Each path has its own strengths and weaknesses, but the ultimate result is an experience that most players will be able to derive immense satisfaction from in one way or another. My personal favourite path — and the one I’ve replayed the most so far — is Mason’s, not just because he’s my type, but because I found its setting of the cold and secluded mountains to be the most scary. The resource management aspect also made it the most challenging route to survive.
With so many endings to discover, it’s always satisfying to work out how to achieve various conclusions or discover them by chance. My favourite endings allow the player to take revenge on their kidnappers if they manage to think ahead of them, make use of specific items and use the map movement to your own advantage. At the other end of the spectrum, there are a wide variety of other possible outcomes to encounter, making for plenty of replay value. Many of these maximise the bleak, disturbing aspects of the game — in some cases even seeing the player accepting life with their buyer due to their sanity being completely broken.
A wildly entertaining and rewarding horror
For a game all about trial and error and the accumulation of experiencing every single death end one can manage to find, The Price Of Flesh never gets tedious. As previously mentioned, there’s both a completionist and challenge appeal in aiming to 100% the game, and after nearly eight hours of my own gameplay time, I still have a few more achievements to discover through its death ends; I’m more than willing to throw my masochistic main character at these situations for my own self-gratification and peace of mind.
The best endings are complex to achieve, with very specific requirements that must be achieved during a single playthrough. And with so many possible endings, you can imagine how many choices there are along the way; you’ll need different approaches each and every time in order to locate all of the numerous endings.
The endings are varied in their results, too, with gruesome but imaginative deaths taking advantage of both their settings and the perpetrators. They’re already a terrifying set of opponents, but even then, there are plenty of surprises to discover. For example, a certain ending scared the bejesus out of me; it was an event and CG I would classify as an unintended jump scare. Friendly advice: don’t bother to catch a fish or eat the red berries if you want to save yourself from losing a slice of your own sanity due to this moment.

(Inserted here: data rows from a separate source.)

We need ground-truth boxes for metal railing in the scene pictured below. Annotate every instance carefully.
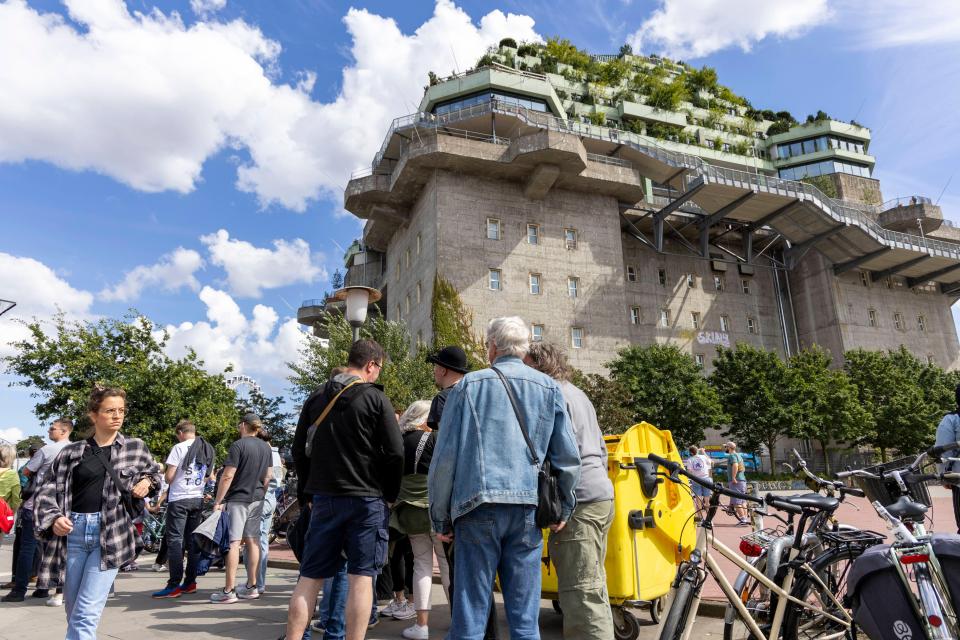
[585,153,634,168]
[357,99,959,260]
[881,196,934,209]
[299,299,327,308]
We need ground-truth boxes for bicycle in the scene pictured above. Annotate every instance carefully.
[648,452,871,640]
[140,505,166,554]
[837,441,960,639]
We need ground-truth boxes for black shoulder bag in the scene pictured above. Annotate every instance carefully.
[93,446,144,520]
[492,367,562,528]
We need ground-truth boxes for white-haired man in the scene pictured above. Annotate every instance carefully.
[429,316,581,639]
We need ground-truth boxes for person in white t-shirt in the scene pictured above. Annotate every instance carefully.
[684,445,712,509]
[151,420,215,599]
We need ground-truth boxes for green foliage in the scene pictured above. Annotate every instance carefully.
[775,111,795,123]
[430,275,488,371]
[731,140,751,156]
[498,37,517,49]
[597,57,631,85]
[761,109,778,121]
[618,43,633,57]
[587,111,606,125]
[287,313,435,413]
[427,71,439,87]
[554,88,569,100]
[805,110,830,124]
[15,435,46,455]
[475,53,495,68]
[766,120,793,136]
[786,347,870,474]
[516,43,539,57]
[570,370,635,435]
[800,175,839,198]
[711,138,723,151]
[644,78,688,111]
[608,344,726,447]
[684,65,718,94]
[644,121,684,140]
[238,388,294,451]
[4,313,239,460]
[715,85,746,107]
[545,37,593,70]
[710,344,792,469]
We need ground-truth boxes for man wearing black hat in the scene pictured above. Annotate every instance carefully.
[426,346,469,432]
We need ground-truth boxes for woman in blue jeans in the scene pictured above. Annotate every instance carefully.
[33,386,160,640]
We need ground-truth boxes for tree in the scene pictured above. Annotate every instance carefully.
[287,312,436,413]
[4,313,240,460]
[710,344,792,471]
[430,275,488,371]
[618,43,633,58]
[786,347,870,474]
[15,435,45,455]
[238,388,294,451]
[330,268,344,290]
[684,65,718,94]
[570,370,635,435]
[607,344,726,447]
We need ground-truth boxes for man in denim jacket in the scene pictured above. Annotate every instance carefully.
[428,316,581,639]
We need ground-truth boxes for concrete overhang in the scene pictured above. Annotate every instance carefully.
[765,119,872,147]
[773,148,876,169]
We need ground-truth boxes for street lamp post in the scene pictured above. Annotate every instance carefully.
[333,286,382,343]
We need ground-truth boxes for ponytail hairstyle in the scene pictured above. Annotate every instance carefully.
[240,412,263,436]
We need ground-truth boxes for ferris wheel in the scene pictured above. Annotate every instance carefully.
[224,374,261,395]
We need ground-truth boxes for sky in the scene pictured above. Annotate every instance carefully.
[2,0,960,443]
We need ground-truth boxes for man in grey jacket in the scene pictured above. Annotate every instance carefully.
[526,342,615,638]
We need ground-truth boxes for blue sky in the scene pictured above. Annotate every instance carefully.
[2,0,959,442]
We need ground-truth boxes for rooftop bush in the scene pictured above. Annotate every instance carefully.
[499,37,517,49]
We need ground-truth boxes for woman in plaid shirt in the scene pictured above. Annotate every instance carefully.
[33,386,160,640]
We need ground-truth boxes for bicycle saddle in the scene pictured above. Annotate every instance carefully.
[885,495,928,521]
[779,493,840,512]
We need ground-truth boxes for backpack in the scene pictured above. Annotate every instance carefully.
[0,498,14,534]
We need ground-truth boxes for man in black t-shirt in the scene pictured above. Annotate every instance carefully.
[211,413,272,604]
[425,346,469,431]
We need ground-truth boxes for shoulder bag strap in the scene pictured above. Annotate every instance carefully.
[92,446,136,514]
[311,379,363,428]
[492,366,539,467]
[413,432,430,471]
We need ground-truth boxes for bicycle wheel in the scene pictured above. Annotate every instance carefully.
[659,571,699,640]
[781,545,862,640]
[723,556,770,640]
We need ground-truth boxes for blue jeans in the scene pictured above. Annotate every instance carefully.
[257,489,277,591]
[64,513,120,640]
[318,564,378,640]
[12,508,38,595]
[451,504,542,640]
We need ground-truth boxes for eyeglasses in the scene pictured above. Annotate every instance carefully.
[372,361,384,370]
[100,408,126,417]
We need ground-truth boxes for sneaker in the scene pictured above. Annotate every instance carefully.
[1,592,25,603]
[310,620,325,633]
[402,623,430,640]
[257,586,265,595]
[152,586,182,599]
[392,600,417,620]
[380,598,404,617]
[210,589,238,604]
[180,582,197,594]
[736,519,751,527]
[368,611,379,629]
[236,584,260,600]
[151,564,165,573]
[46,594,63,607]
[31,589,50,598]
[120,563,139,572]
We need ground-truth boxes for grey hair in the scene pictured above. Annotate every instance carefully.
[486,316,530,359]
[398,400,432,433]
[0,443,15,469]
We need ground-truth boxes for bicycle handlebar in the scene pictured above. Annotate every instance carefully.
[791,448,864,498]
[928,440,960,459]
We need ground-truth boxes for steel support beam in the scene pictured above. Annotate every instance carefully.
[745,200,799,232]
[941,282,960,296]
[791,225,846,252]
[870,255,932,281]
[832,247,891,275]
[698,191,756,230]
[907,263,960,288]
[662,167,688,189]
[654,179,705,218]
[743,229,754,263]
[619,212,656,251]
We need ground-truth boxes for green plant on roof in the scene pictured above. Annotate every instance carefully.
[619,43,633,58]
[516,42,539,57]
[588,111,606,126]
[545,37,593,70]
[712,138,723,151]
[598,57,631,85]
[475,53,495,68]
[644,121,684,140]
[715,85,746,107]
[685,65,718,95]
[804,110,831,124]
[731,140,751,156]
[499,37,517,49]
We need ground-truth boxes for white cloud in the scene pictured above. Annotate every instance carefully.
[100,247,204,302]
[0,0,540,211]
[0,427,25,445]
[200,229,324,298]
[0,252,95,358]
[628,0,831,59]
[836,0,960,49]
[190,0,226,18]
[161,286,308,380]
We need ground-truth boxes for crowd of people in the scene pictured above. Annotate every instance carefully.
[0,315,624,640]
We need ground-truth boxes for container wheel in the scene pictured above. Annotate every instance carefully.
[650,597,664,624]
[613,606,640,640]
[552,599,563,616]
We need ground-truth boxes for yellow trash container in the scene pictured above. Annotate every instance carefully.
[540,422,696,639]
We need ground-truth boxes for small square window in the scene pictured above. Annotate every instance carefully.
[571,327,584,349]
[868,309,878,327]
[691,311,701,330]
[626,266,637,282]
[894,312,904,330]
[686,274,696,288]
[720,315,730,332]
[747,317,757,334]
[630,307,640,325]
[568,276,580,298]
[660,308,671,328]
[860,271,870,287]
[695,354,705,369]
[489,269,502,291]
[658,268,667,287]
[564,228,578,249]
[486,218,501,240]
[527,223,540,245]
[918,315,927,332]
[714,275,724,292]
[531,324,544,342]
[529,273,541,295]
[740,279,750,295]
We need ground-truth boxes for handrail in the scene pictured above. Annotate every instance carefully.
[357,100,960,260]
[299,299,327,308]
[881,196,934,209]
[586,153,634,168]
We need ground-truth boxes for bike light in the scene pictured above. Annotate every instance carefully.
[929,615,943,628]
[739,540,764,557]
[898,554,930,564]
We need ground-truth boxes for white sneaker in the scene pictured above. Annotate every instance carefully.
[402,623,429,639]
[235,584,260,600]
[46,594,63,607]
[150,564,165,573]
[380,598,403,617]
[392,600,417,620]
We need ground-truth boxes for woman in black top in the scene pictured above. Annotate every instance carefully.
[34,386,159,640]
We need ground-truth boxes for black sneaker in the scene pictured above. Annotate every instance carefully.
[1,592,25,603]
[31,589,50,599]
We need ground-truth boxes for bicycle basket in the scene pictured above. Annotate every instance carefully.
[853,456,932,508]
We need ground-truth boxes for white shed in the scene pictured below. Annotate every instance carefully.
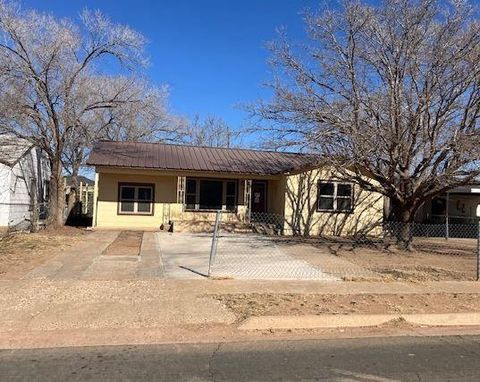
[0,135,50,232]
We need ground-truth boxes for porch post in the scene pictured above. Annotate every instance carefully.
[84,183,89,215]
[92,173,99,228]
[445,192,449,240]
[177,176,186,211]
[244,179,252,223]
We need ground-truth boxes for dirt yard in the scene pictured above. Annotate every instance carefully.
[279,236,478,282]
[212,292,480,320]
[336,238,477,281]
[102,231,143,256]
[0,227,89,279]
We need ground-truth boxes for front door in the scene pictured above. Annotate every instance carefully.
[251,181,267,213]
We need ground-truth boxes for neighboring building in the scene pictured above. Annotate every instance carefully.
[414,185,480,225]
[87,140,383,236]
[64,175,95,217]
[0,135,50,232]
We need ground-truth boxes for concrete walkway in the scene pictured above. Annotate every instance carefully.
[1,278,480,348]
[3,279,480,329]
[24,231,164,281]
[156,232,211,279]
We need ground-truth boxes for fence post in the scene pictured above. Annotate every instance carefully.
[477,221,480,281]
[208,210,222,277]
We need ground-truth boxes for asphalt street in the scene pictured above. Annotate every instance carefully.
[2,335,480,381]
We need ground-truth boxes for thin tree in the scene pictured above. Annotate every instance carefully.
[186,115,238,148]
[0,1,149,227]
[252,0,480,246]
[62,77,184,213]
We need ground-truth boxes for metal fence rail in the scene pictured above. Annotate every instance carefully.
[208,211,480,281]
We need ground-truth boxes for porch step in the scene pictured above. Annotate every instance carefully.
[232,227,254,234]
[172,220,253,234]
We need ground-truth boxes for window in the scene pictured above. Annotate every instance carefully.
[44,180,50,202]
[317,181,353,212]
[184,178,237,211]
[186,179,197,210]
[118,184,154,215]
[225,181,236,211]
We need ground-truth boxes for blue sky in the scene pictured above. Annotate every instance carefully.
[24,0,320,137]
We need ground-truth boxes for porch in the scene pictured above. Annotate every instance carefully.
[173,176,286,232]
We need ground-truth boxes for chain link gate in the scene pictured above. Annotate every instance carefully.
[207,210,480,281]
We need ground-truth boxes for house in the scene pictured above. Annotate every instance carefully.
[86,140,384,236]
[0,135,50,233]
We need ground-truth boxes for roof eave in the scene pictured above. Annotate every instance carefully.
[88,163,294,178]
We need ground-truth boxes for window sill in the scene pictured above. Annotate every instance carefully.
[317,209,354,214]
[118,212,154,216]
[184,209,237,213]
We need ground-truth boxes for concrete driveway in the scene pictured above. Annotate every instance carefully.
[156,232,338,281]
[22,230,370,282]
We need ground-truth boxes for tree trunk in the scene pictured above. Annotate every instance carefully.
[48,156,65,228]
[388,200,417,250]
[66,165,80,217]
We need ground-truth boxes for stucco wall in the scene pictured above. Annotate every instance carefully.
[93,166,384,235]
[94,170,254,229]
[266,178,286,214]
[283,168,384,236]
[95,172,181,229]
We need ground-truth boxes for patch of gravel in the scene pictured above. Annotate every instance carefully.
[102,231,143,256]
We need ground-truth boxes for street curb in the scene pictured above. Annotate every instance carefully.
[238,313,480,330]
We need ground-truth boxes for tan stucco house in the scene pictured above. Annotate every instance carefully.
[87,140,384,236]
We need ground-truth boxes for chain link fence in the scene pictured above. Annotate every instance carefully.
[207,211,480,281]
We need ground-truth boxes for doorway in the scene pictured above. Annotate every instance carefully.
[251,181,267,213]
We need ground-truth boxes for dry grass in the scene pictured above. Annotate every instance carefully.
[336,240,477,281]
[212,292,480,320]
[278,236,478,282]
[0,227,89,279]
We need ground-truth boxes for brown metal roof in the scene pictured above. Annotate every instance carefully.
[86,140,321,176]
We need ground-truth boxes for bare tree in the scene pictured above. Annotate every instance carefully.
[186,115,238,148]
[253,0,480,245]
[0,1,150,227]
[62,76,185,213]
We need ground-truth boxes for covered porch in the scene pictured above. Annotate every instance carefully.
[174,175,286,232]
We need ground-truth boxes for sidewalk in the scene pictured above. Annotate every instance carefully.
[1,278,480,349]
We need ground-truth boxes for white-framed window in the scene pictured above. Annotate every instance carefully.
[317,181,354,212]
[118,184,154,215]
[184,178,237,211]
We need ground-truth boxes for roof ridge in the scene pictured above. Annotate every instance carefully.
[88,140,322,175]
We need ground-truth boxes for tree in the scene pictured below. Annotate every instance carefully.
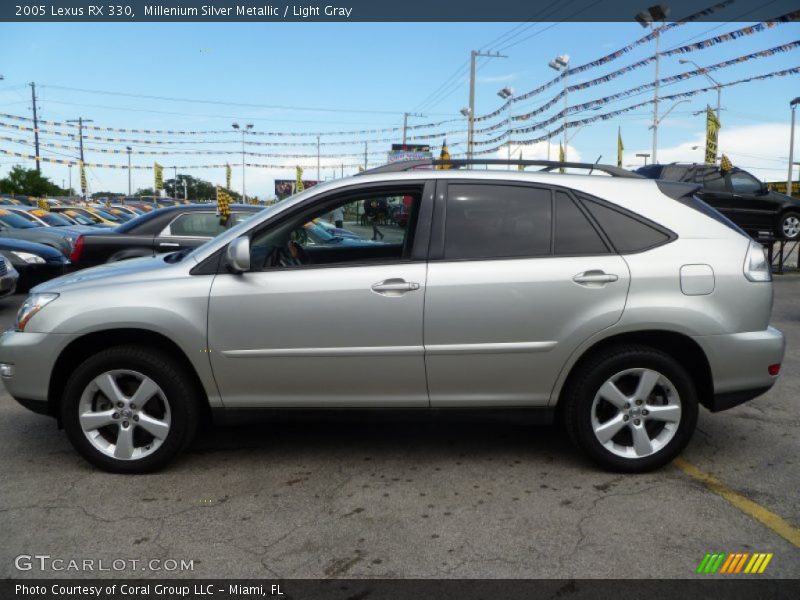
[164,174,239,202]
[0,166,68,197]
[91,191,121,199]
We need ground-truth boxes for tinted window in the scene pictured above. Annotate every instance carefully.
[730,171,762,195]
[445,184,551,259]
[703,170,726,192]
[168,212,227,237]
[581,197,670,253]
[555,192,608,255]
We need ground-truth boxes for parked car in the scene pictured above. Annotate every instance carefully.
[0,256,19,299]
[1,205,97,236]
[0,159,784,473]
[68,204,261,269]
[0,237,70,291]
[50,207,115,228]
[636,163,800,240]
[0,209,74,256]
[51,206,122,226]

There are over 150 CGs to discover in the game, which provides plenty of incentive to complete every single dead end, and further rewards for competionists come in the form of features such as character bios, concept art and the aforementioned memelord mode. The latter turns everything about the game’s gore and violence into a comedy — which is a great send-off for the game when you’re done with it.
The Price of Flesh’s sexual content is optional, and whether or not you have it turned on does not affect your completion status of the game, since all achievements are unlockable regardless of setting. And with gender-neutral writing and selectable pronouns, it’s a game that can be enjoyed by anyone and everyone who enjoys horror — with the additional option of adding erotic scenes. That said, the developer themselves warns players to expect mostly dicks if you’re going in search of that erotic material; there are two main male characters and just one female, after all. Not like I’m complaining.
Cap all that off with gorgeous art, a soundtrack that drives home the tension of its most nail-biting moments and an entertaining dead end track that plays whenever you’re hit with one, and you have a frightfully entertaining time ahead of you. So if that’s what you’re in the mood for, treat yourself right now to a copy of The Price Of Flesh via Steam or itch.io.